The developer wrote no rules about iris species. The model learned the boundaries from the training data.

When to use ML vs classical

ML is the right tool when:

  • The rules are complex, change over time, or are hard to articulate (spam, image recognition, machine translation).
  • Labelled data is available in volume.
  • An approximate answer is acceptable (predictions are probabilistic, not exact).

Classical programming is the right tool when:

  • The rules are well-understood and stable (calculating GST, sorting a list, parsing JSON).
  • Errors are unacceptable (banking transactions, control systems).
  • The dataset is small or unavailable.

ML is a tool, not a default.
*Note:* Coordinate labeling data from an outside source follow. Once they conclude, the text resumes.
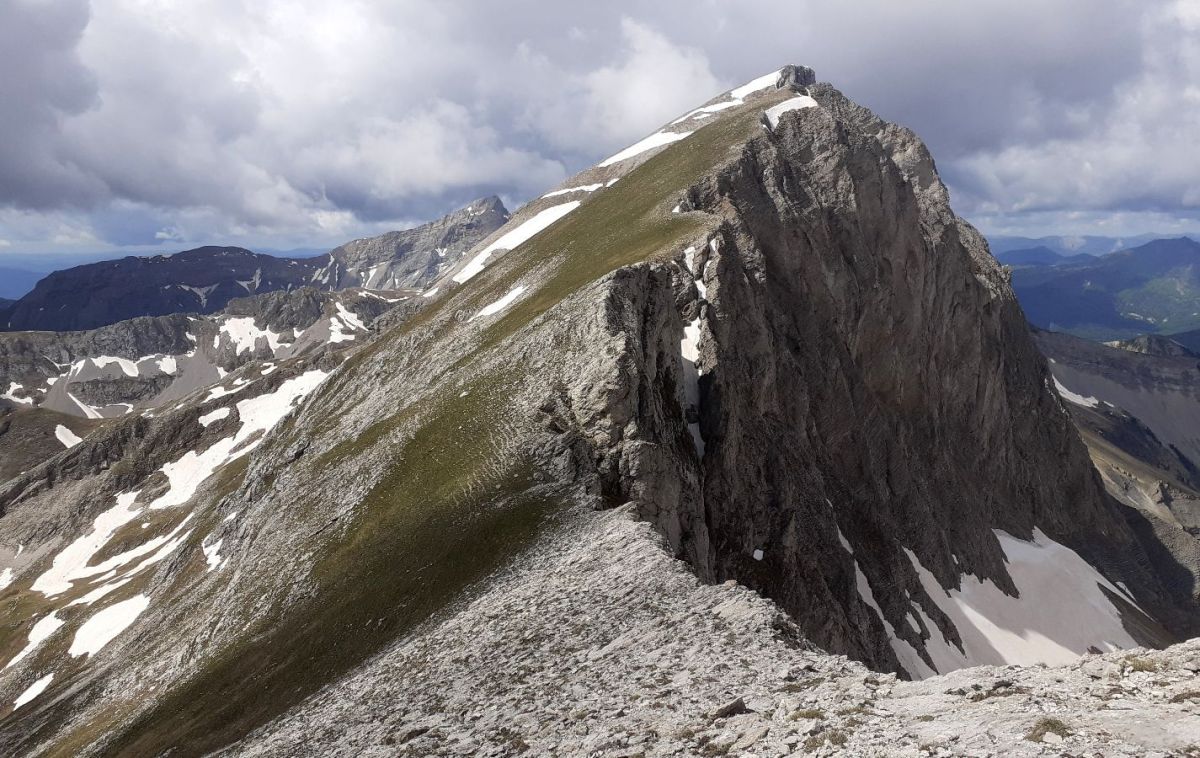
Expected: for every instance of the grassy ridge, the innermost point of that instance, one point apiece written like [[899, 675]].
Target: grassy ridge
[[454, 505]]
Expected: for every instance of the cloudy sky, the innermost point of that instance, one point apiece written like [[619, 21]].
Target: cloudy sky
[[131, 124]]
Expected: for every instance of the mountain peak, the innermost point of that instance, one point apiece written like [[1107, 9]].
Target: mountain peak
[[796, 76]]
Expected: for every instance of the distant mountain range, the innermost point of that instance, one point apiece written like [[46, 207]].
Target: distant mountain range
[[1071, 245], [1152, 288], [1041, 256], [207, 278], [16, 282]]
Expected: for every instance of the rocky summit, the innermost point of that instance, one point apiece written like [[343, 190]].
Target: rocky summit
[[735, 443]]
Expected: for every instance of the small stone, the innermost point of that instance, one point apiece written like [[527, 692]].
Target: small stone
[[750, 737], [731, 709]]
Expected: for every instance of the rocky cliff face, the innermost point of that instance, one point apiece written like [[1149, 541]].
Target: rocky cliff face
[[870, 404], [762, 331], [413, 258]]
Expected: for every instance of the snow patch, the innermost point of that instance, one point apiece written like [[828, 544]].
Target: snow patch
[[754, 85], [904, 651], [1071, 397], [343, 323], [213, 554], [65, 435], [654, 140], [33, 691], [796, 103], [37, 635], [514, 238], [1060, 613], [214, 416], [245, 334], [106, 625], [570, 190], [737, 96], [11, 395]]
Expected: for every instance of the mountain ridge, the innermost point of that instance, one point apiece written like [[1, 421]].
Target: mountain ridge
[[204, 280], [761, 331]]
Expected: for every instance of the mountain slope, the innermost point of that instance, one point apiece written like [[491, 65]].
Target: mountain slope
[[63, 385], [761, 329], [413, 258], [1155, 287], [197, 281]]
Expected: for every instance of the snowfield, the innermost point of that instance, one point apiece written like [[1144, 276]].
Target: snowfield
[[106, 625], [65, 435], [654, 140], [797, 103], [514, 238], [33, 691], [1071, 397], [1060, 613]]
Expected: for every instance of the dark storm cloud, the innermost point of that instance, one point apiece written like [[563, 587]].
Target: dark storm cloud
[[42, 83], [301, 121]]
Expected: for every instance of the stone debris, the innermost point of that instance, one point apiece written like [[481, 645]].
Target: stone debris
[[612, 648]]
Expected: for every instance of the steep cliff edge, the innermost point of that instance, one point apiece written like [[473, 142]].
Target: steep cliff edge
[[760, 329]]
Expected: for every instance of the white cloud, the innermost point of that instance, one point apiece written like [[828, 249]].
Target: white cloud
[[304, 122]]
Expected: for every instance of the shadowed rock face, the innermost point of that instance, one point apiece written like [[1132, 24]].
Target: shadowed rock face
[[865, 368]]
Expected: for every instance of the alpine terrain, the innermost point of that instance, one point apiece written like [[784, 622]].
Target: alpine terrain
[[205, 280], [736, 443]]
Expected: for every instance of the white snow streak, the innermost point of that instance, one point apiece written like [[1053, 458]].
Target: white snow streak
[[796, 103], [737, 96], [570, 190], [213, 554], [37, 635], [106, 625], [65, 435], [514, 238], [11, 395], [245, 335], [214, 416], [33, 691], [1079, 399], [654, 140], [1060, 613]]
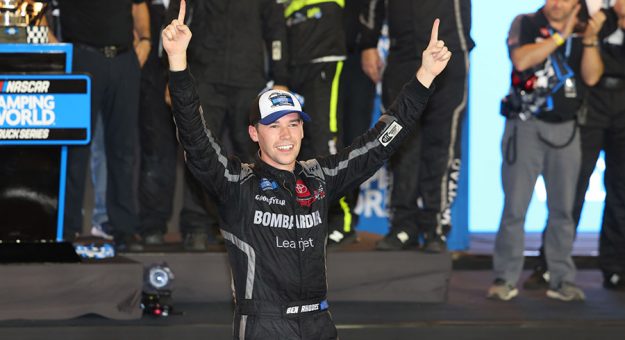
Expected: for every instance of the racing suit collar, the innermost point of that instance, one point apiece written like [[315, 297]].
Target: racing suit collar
[[266, 169]]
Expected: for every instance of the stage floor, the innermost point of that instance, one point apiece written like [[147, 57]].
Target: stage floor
[[467, 315]]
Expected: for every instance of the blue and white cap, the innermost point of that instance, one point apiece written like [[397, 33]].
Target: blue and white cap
[[273, 104]]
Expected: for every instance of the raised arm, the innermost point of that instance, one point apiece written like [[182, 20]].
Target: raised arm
[[141, 23], [592, 64], [203, 154], [352, 165], [371, 18]]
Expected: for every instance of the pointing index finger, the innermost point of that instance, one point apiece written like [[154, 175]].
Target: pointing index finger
[[434, 36], [183, 10]]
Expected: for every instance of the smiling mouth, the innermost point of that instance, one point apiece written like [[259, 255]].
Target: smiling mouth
[[285, 147]]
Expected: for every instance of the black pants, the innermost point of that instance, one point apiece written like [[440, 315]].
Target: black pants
[[358, 95], [319, 84], [157, 133], [426, 167], [115, 94], [226, 111]]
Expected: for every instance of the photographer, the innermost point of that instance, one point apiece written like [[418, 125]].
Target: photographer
[[604, 129], [551, 65]]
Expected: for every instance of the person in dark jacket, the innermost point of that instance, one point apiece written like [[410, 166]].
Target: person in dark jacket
[[317, 51], [234, 42], [275, 210], [603, 129], [426, 169]]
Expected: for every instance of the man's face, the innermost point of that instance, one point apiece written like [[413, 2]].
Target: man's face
[[559, 10], [279, 141]]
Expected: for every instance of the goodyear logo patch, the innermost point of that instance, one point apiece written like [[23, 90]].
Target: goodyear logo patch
[[390, 133]]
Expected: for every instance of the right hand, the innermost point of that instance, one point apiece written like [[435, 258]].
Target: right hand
[[176, 37], [371, 63], [571, 21]]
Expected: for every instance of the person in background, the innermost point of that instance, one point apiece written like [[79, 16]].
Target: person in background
[[552, 65], [426, 170]]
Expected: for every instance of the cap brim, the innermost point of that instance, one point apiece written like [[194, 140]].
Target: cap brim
[[279, 114]]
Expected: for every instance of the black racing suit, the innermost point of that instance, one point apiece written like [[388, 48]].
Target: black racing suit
[[426, 169], [317, 52], [275, 222]]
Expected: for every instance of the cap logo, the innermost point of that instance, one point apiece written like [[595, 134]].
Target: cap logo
[[281, 99]]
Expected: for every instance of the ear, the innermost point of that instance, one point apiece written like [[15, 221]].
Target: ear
[[251, 129]]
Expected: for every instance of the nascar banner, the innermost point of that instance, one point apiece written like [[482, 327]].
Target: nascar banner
[[45, 109]]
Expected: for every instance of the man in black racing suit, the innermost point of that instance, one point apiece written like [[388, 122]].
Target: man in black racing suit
[[274, 211]]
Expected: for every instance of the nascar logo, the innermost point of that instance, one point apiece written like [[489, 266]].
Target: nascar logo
[[25, 86]]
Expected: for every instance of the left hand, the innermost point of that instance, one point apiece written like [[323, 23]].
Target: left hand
[[594, 26], [142, 49], [435, 58]]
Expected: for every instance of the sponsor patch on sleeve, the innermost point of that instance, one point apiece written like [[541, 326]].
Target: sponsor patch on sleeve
[[389, 133], [276, 50]]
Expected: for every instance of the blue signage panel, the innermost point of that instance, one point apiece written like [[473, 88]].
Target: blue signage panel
[[45, 109]]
Most software is still classical because the rules are clear and exact answers are required.

The training/test split

You never evaluate a model on data it has already seen. Standard practice:

  • 60-80 percent of the data is the training set.
  • 10-20 percent is the validation set, used during development to tune hyperparameters.
  • 10-20 percent is the test set, used once at the end to estimate real-world performance.

If the test accuracy is much lower than training accuracy, the model is overfitting - it memorised the training data instead of learning patterns that generalise.
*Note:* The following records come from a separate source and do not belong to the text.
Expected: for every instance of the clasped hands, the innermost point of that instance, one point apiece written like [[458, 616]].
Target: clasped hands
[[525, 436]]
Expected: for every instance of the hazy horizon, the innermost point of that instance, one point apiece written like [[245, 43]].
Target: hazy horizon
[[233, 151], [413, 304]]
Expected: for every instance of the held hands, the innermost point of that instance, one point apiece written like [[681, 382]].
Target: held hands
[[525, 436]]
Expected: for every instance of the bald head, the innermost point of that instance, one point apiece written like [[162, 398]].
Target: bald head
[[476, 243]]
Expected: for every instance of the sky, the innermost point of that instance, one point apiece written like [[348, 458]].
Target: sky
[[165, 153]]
Past exam questions, worked

Real questions from past NESA papers on this dot point, with our answer explainer.

2024 HSC4 marksDistinguish between classical programming and machine learning. Use the example of classifying email as spam or not spam.
Show worked answer →

In classical programming the developer writes the rules. To classify spam, the developer might write code like: "if the subject contains 'viagra' OR the sender is on a blacklist OR there are too many exclamation marks, mark as spam". The program takes rules and data and produces answers.
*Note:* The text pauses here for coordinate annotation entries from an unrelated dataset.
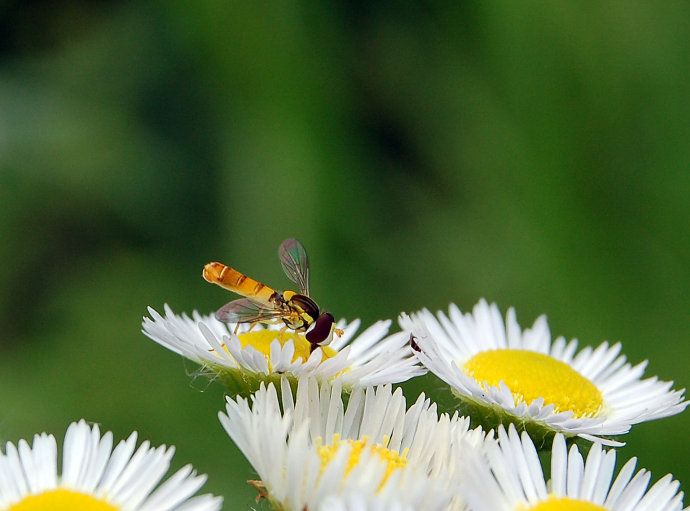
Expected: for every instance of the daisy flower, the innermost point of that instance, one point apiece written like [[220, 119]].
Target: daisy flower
[[374, 450], [244, 359], [96, 477], [504, 374], [510, 478]]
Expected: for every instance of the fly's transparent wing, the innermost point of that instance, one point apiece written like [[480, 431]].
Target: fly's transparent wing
[[245, 310], [295, 263]]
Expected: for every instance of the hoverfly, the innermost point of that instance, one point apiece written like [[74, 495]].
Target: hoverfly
[[261, 304]]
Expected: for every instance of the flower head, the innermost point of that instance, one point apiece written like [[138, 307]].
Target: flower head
[[244, 357], [505, 374], [96, 477], [510, 477], [373, 450]]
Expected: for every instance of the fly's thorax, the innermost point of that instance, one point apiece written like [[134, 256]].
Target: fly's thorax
[[305, 308], [322, 332]]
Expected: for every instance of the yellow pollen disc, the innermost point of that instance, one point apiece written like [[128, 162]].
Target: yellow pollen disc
[[61, 500], [563, 504], [261, 341], [530, 375], [393, 459]]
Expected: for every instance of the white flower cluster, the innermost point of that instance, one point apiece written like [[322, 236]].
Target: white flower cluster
[[324, 428]]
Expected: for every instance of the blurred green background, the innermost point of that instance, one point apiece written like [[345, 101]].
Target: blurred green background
[[536, 154]]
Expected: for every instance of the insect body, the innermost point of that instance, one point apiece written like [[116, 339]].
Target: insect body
[[262, 304]]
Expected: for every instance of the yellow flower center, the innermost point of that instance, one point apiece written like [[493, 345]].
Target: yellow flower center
[[261, 341], [61, 500], [563, 504], [530, 375], [391, 458]]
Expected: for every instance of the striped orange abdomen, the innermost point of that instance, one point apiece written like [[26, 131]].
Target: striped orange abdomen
[[237, 282]]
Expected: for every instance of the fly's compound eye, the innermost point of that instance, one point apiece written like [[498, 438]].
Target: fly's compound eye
[[322, 331], [307, 305]]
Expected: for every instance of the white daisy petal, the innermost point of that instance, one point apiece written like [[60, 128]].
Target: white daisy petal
[[96, 478], [243, 358], [489, 482], [545, 385], [372, 452]]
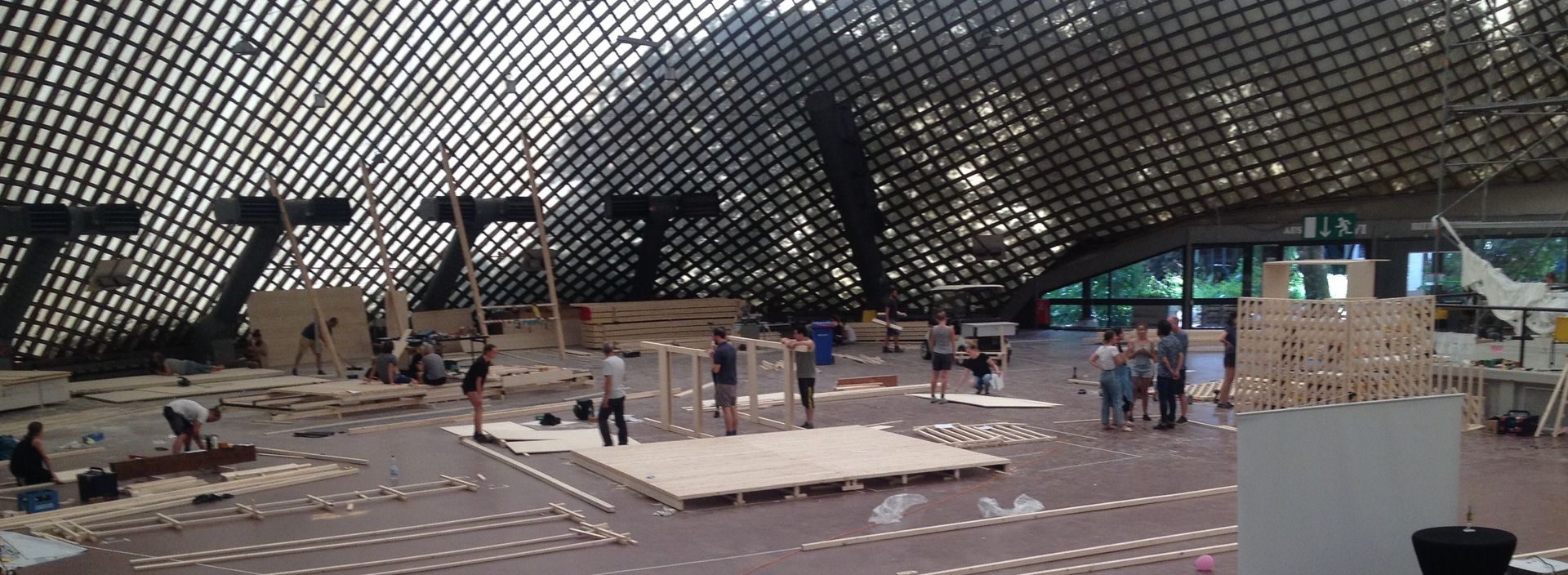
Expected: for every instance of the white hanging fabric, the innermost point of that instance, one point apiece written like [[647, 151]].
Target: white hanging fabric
[[1482, 278]]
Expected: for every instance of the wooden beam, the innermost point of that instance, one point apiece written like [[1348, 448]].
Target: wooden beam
[[322, 329], [1075, 554], [1013, 519], [463, 238], [395, 320], [555, 483], [1143, 559], [380, 537], [545, 243]]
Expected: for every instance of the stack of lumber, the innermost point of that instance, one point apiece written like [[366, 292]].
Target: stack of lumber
[[630, 322], [871, 332], [66, 522], [32, 389]]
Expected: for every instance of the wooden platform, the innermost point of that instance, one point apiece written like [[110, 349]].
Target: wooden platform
[[170, 392], [679, 472], [118, 384]]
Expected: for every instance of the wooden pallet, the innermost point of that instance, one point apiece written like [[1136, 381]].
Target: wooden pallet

In machine learning the developer provides examples and lets the algorithm find the rules. The developer collects thousands of labelled emails ("spam" or "not spam") - the training data. An algorithm (logistic regression, a naive Bayes classifier, a neural network) analyses the features (words in the subject, sender, capitalisation, links, attachments) and learns weights that best separate spam from non-spam. The program takes data and answers and produces a model that can predict new examples.

Spam classification works better with ML because:

  • Spammers change tactics constantly. Hand-written rules go stale; ML retrained on recent data adapts.
  • Many subtle signals (combinations of features) matter together. ML captures interactions classical rules miss.
  • Labelling is cheap (users click "this is spam") and large datasets are available.

Markers reward the explicit contrast (classical: rules + data leads to answers; ML: data + answers leads to model), the spam-specific application, and at least one reason ML is preferred for this problem.